Коллектив... Да он математик, теоретик, ученый. Ему нужен не коллектив, а стопка чистой бумаги и авторучка. У него талант, у него индивидуальность! Откуда у посредственностей зоологическое желание уравнять? Может, как раз потому, что они посредственности?
Спокойствие, а с ним и хорошее настроение улетучились, как вылетели в открытую форточку. Михаил подошел к окну...
Незаметно-незаметно, но все-таки осень оголила березы. Их мелкая листва сверху казалась медными монетами, просыпанными на асфальт дворовых дорожек, просыпанными почти ровными кругами, потому что ветра давно не было.
Михаил отлип от окна и зашагал по комнате скорыми пустыми шагами. Герои детективов не теряли ни настроения, ни денег, ни жизни, ни кольтов, ни люгеров. В детективах жили мужчины...
Он достал из бара бутылку купленного вчера коньяка, налил полную рюмку и стал пить медленно, смакуя и вдыхая; в это время его сознание как бы переместилось в дальний угол и оттуда видело сухую фигуру в джинсах, в модной рубашке, с распахнутым воротом и шнурком на шее, стоявшую у бара и пьющую рюмку коньяка медленно, смакуя и вдыхая... С последней каплей озорное сознание вернулось на свое место. Михаил взял толстую книгу в черном бархате и спиной упал на тахту.

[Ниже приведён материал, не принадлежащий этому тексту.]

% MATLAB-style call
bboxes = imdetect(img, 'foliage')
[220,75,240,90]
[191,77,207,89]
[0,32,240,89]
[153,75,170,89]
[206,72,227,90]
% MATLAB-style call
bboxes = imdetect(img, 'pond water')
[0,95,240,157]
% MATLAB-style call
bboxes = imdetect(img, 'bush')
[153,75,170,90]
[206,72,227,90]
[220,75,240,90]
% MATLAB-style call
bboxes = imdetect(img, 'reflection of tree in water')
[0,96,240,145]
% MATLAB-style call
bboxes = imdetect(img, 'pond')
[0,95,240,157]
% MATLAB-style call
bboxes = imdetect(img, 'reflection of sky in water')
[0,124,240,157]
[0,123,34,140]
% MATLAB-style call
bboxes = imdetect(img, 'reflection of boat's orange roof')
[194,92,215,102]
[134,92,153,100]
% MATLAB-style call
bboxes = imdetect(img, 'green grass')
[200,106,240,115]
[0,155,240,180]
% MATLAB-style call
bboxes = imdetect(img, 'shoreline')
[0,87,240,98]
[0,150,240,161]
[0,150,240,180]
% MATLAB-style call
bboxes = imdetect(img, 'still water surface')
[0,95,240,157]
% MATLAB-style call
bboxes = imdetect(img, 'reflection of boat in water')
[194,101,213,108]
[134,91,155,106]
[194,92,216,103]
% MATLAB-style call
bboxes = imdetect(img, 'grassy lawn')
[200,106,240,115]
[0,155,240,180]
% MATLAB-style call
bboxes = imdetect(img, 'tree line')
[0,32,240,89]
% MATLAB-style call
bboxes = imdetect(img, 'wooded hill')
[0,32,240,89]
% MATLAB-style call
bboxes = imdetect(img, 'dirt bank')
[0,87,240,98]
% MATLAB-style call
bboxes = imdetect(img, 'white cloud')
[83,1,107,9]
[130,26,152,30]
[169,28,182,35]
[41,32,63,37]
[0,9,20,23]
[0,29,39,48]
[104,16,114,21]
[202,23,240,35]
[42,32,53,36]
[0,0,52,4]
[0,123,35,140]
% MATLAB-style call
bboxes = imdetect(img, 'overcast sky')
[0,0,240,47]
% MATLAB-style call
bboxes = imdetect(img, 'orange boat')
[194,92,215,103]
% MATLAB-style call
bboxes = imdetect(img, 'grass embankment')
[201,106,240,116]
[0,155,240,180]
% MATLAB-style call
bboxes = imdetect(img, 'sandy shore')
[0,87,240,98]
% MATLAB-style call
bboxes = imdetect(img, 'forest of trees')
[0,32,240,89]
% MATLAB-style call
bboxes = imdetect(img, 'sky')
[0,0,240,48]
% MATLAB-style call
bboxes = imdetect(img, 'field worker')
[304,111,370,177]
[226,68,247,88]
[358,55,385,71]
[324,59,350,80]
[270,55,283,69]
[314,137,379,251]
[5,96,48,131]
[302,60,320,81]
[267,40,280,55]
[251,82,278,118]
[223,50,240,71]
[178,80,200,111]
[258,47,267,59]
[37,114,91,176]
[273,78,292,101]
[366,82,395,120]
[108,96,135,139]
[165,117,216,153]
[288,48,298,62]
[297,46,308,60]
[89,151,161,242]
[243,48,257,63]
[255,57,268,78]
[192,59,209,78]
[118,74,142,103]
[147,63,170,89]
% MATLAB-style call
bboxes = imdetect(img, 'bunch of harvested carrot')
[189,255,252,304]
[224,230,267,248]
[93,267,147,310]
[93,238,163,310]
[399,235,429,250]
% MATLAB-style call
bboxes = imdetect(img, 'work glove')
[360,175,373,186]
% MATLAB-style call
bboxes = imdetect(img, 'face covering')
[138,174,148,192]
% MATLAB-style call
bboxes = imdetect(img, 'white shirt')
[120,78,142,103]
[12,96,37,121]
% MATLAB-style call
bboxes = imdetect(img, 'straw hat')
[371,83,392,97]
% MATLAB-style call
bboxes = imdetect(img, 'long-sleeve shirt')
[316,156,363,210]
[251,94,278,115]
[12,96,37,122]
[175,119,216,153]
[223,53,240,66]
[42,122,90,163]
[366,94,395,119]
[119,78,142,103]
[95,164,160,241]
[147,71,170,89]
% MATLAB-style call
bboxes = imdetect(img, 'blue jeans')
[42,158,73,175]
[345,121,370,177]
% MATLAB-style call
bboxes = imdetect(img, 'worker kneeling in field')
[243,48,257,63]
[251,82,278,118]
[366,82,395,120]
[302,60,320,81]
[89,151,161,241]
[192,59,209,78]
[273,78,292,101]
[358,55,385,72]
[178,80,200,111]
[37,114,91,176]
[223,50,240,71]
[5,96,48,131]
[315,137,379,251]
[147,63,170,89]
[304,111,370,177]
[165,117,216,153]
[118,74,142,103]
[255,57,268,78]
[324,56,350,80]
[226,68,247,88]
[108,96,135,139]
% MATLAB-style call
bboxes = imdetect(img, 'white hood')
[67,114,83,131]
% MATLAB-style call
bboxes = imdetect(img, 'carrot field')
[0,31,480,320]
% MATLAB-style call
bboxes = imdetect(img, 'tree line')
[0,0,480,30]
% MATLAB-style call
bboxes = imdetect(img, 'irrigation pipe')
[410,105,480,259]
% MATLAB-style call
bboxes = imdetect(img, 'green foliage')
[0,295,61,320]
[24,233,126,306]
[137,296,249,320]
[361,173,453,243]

Мы сидели в номере и потягивали виски с мятным сиропом. На мне были вечерние брюки, роскошная шелковая сорочка и сияющий белый смокинг из саржи. На ней одежонки было поменьше, поскольку пили мы вторую бутылку. Крошка смотрела на меня, как святая Мария смотрела на архангела, решая, так ли уж интересно ей будет непорочное зачатие. О’кэй.
Он растягивал удовольствие, читая полученный детектив аптечными-дозами. Пока не догадался, что без книги у него не будет повода встретиться с Андреем Багровым. Впрочем, его новый знакомый похож на человека без предрассудков. И Михаил позвонил ему. Спокойный голос на том конце трубки отрешил от слабых сомнений – они договорились встретиться через час у того же книжного магазина...
Андрей подошел с несмываемой улыбкой, как обычно, готовой взорваться хохотом. Короткое светлое пальто с узеньким – для красоты? – меховым воротничком шалью. Жесткие волосы слегка дыбятся, поблескивая прожилками ранней седины. Фигура прямая, походка медленная, глаза, внимательные... Они пожали друг другу руки и пошли по улице, не зайдя в магазин.
– Как детектив? – спросил Андрей.
– Читаю, как бальзам пью.
– Детектив – это литература будущего.